S=load('datasets'); % read as a struct; can handle variable names that way programmatically
N=max(structfun(@numel,S)); % find longest vector
S=structfun(@(v)[v;nan(N-numel(v),1)],S,'uni',0); % and pad to that size
experiment=contains(fieldnames(S),'c_')+1; % set the experiment number from "c" id in name
experiment=cell2mat(arrayfun(@(e)repmat(e,N,1),experiment,'uni',0));
type=startsWith(fieldnames(S),'g2'); % and the cell type
type=cell2mat(arrayfun(@(t)repmat(t,N,1),type,'uni',0));
type=categorical(type,unique(type),{'labile','stable'});
class=extractAfter(fieldnames(S),'_'); % and the classification
class=arrayfun(@(c)repmat(c,N,1),class,'uni',0);
class=categorical(cat(1,class{:}));
observation=cell2mat(cellfun(@(f)S.(f),fieldnames(S),'uni',0));
tData=table(experiment,type,class,observation); % and turn into a table
head(tData)
experiment type class observation __________ ______ ______ ___________ 1 labile acidic 11.597 1 labile acidic 11.94 1 labile acidic 11.028 1 labile acidic 11.753 1 labile acidic 11.864 1 labile acidic 12.079 1 labile acidic 11.26 1 labile acidic 12.181
groupsummary(tData,{'experiment','type','class'},'all')
ans = 20x16 table
experiment type class GroupCount mean_observation sum_observation min_observation max_observation range_observation median_observation mode_observation var_observation std_observation nummissing_observation nnz_observation numunique_observation __________ ______ _________ __________ ________________ _______________ _______________ _______________ _________________ __________________ ________________ _______________ _______________ ______________________ _______________ _____________________ 1 labile acidic 245 11.954 2881 8.4507 14.444 5.9937 12.024 11.824 0.72844 0.85349 4 241 198 1 labile aliphatic 245 28.582 6888.3 25.2 33.712 8.5121 28.571 26.052 3.3274 1.8241 4 241 214 1 labile charged 245 26.751 6447.1 22.177 31.434 9.2576 26.679 26.253 1.981 1.4075 4 241 206 1 labile npolar 245 54.873 13224 51.073 59.557 8.4844 54.902 55.4 1.6953 1.302 4 241 203 1 labile polar 245 45.122 10874 40.443 48.927 8.4844 45.098 44.6 1.7028 1.3049 4 241 203 1 stable acidic 245 11.475 2811.5 8.2 14.112 5.9119 11.569 11.776 1.0054 1.0027 0 245 208 1 stable aliphatic 245 29.657 7265.9 25.528 34.898 9.3701 29.762 27.6 2.9134 1.7069 0 245 226 1 stable charged 245 26.079 6389.3 21.792 29.803 8.0103 26.052 25.149 2.3286 1.526 0 245 220 1 stable npolar 245 55.621 13627 51.196 60.196 8.9999 55.666 55.709 3.1817 1.7837 0 245 227 1 stable polar 245 44.379 10873 39.804 48.804 8.9999 44.334 44.291 3.1829 1.7841 0 245 227 2 labile acidic 245 11.78 1354.6 8.4507 13.878 5.4276 11.753 12.5 0.70648 0.84052 130 115 110 2 labile aliphatic 245 28.717 3302.5 25.421 33.531 8.11 28.63 27.921 2.868 1.6935 130 115 109 2 labile charged 245 26.503 3047.9 22.485 30.303 7.8178 26.471 25.941 1.972 1.4043 130 115 111 2 labile npolar 245 54.979 6322.6 52.523 59.557 7.034 54.91 54.028 1.7804 1.3343 130 115 111 2 labile polar 245 45.021 5177.4 40.443 47.477 7.034 45.09 43.843 1.7804 1.3343 130 115 111 2 stable acidic 245 11.292 1795.4 8.2 14.111 5.9115 11.446 9.5918 1.023 1.0115 86 159 143
Removing metadata from variable names and converting to a table makes further analyses much simpler and also is easier to present the data...

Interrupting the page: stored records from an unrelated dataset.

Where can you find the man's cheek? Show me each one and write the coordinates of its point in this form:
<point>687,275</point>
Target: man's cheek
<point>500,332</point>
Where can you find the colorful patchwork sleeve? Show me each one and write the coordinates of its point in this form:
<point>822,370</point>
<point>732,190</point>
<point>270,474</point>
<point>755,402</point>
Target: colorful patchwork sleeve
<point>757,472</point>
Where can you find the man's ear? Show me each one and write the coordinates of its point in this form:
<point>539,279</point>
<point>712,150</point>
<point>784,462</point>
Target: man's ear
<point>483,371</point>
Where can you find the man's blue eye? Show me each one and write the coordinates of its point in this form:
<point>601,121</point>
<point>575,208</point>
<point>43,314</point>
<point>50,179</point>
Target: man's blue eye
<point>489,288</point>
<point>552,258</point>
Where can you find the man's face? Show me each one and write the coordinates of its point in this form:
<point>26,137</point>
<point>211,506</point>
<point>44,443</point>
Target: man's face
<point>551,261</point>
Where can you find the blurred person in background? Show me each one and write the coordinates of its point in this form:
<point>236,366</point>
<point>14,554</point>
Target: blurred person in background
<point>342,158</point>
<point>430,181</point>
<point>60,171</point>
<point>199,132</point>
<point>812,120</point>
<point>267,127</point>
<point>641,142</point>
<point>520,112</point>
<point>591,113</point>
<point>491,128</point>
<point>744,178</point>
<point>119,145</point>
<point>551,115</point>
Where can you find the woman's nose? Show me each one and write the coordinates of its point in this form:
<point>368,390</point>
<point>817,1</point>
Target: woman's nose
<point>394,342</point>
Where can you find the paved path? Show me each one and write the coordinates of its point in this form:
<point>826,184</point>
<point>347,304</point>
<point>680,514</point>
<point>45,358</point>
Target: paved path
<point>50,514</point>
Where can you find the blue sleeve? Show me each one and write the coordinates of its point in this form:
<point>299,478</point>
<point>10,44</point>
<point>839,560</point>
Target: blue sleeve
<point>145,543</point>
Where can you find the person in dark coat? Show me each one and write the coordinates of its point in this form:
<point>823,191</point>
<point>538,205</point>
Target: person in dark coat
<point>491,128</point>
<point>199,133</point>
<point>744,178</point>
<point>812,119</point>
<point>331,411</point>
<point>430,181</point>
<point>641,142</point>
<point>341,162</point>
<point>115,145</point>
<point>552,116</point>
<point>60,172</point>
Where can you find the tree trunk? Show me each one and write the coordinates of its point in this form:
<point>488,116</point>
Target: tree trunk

As for the boxplots, within the vectors, the previous code would work just fine; with the above table, varfun with the grouping variables would work as well.
For the prior result, then
j=0;
for e=unique(tData.experiment).'
ix=tData.experiment==e;
for c=categories(tData.class).'
j=j+1;
hAx=subplot(2,5,j);
iy=ix & tData.class==c;
boxplot(tData.observation(iy),tData.type(iy))
hAx.XAxis.TickLabelRotation=0;
end
end
looks about right with the same issue that the online platform does something funky with the first axes on each row.
Again, the above makes the previous presumption that you wanted all of them in one figure...
ADDENDUM
Nota Bene: the orientation of the vectors in the for...end loops; MATLAB iterates over the items in the list by column, so must ensure those are row vectors--hence the transpose.
ADDENDUM SECOND
"the previous still is correct for the one vector case,"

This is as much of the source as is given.